The instructional materials reviewed for Everyday Mathematics 4 Grade 5 meet expectations for fostering coherence through connections at a single grade, where appropriate and required by the Standards.

Materials include learning objectives that are visibly shaped by CCSSM cluster headings. Focus and Supporting Clusters addressed in each section are found in the Table of Contents, the Focus portion of each Section Organizer, and in the Focus portion of each lesson. Examples include: 

• The Lesson Overview for Lesson 1-8, “Students relate volume to multiplication and addition by thinking about iterating layers to find the volumes of prisms,” is shaped by 5.MD.C, “Geometric measurement: understand concepts of volume” and “Relate volume to multiplication and to addition.”
• The Lesson Overview for Lesson 3-7, “Students use benchmarks to estimate sums and differences of fractions,” is shaped by 5.NF.A, “Use equivalent fractions as a strategy to add and subtract fractions.”
• The Lesson Overview for Lesson 4-6, “Students are introduced to the coordinate grid and use ordered pairs to plot and identify points,” is shaped by cluster heading for 5.G.A, “Graph points on the coordinate plane to solve real-world and mathematical problems.”
• The Lesson Overview for Lesson 6-9, “Students learn two strategies for solving decimal multiplication problems,” is shaped by 5.NBT.A, “Understand the place value system” and 5.NBT.B, “Perform operations with multi-digit whole numbers and with decimals to hundredths.”
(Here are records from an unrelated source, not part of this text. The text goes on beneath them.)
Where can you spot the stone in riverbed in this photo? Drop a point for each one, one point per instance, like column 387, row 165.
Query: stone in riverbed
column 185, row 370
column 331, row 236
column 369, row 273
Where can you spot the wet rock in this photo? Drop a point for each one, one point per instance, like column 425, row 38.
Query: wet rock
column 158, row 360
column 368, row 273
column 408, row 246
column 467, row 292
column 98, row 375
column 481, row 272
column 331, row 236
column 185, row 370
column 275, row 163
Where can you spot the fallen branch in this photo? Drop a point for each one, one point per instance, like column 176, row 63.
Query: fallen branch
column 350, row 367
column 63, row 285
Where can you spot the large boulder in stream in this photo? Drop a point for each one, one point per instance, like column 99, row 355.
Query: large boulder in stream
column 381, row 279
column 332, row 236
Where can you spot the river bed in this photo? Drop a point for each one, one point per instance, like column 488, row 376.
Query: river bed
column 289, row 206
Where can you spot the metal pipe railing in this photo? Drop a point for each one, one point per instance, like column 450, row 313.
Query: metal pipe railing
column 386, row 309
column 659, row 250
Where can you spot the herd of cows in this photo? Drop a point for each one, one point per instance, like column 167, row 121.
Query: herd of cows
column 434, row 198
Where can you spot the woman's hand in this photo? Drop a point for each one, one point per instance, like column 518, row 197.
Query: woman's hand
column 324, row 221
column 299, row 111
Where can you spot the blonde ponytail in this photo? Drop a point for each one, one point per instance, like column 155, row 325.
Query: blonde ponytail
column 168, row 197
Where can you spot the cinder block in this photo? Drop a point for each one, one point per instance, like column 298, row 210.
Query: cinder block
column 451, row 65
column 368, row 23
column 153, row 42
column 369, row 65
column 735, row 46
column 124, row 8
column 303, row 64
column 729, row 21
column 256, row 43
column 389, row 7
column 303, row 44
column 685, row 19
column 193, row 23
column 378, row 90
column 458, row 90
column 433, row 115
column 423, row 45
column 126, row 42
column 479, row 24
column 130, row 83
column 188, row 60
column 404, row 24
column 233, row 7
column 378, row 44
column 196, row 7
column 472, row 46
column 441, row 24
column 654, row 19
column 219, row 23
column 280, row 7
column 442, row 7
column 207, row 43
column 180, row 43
The materials include problems and activities connecting two or more clusters in a domain, or two or more domains in a grade, in cases where these connections are natural and important. Examples include:

• Lesson 4-11 connects 5.NBT.A and 5.NBT.B as students use grids to solve decimal addition and subtraction problems. In the Student Math Journal, Problems 1 and 2, “Shade the grid in one color to show the first addend. Shade more of the grid in a second color to show the second addended. Write the sum to complete the number sentence.” 1. “0.6 + 0.22 = ____?  2. 0.18 + 0.35 = ____?”
• Lesson 6-2 connects 5.NBT.A and 5.NBT.B as students multiply and divide decimals by powers of 10, and compare decimals and whole numbers. In the Focus portion of the lesson, students learn the game “Exponent Ball”. Directions from the game include, “If the card is black, multiply your starting number by the power of 10. If the card is red or blue, divide your starting number by the power of 10. Write an expression to show how to multiply or divide your number. Then find the value of the expression.”
• Lesson 7-1 connects 5.NBT.B and 5.NF.B as students relate operations with fractions to operations with whole numbers. Teachers use the following example with students, “4 $$\frac{2}{3}$$ * 7 = 4 * 7 + $$\frac{2}{3}$$ * 7.”
• Lesson 8-1 connects 5.NBT.B with 5.NF.B as students perform operations with multi-digit whole numbers and apply and extend previous understandings of multiplication and division to multiply and divide fractions. In the Math Message, students convert measurements to find the area of an Olympic beach volleyball court. “The dimensions of an official Olympic volleyball court are 52 feet 6 inches by 26 feet 3 inches. Find the area of the court in square feet.”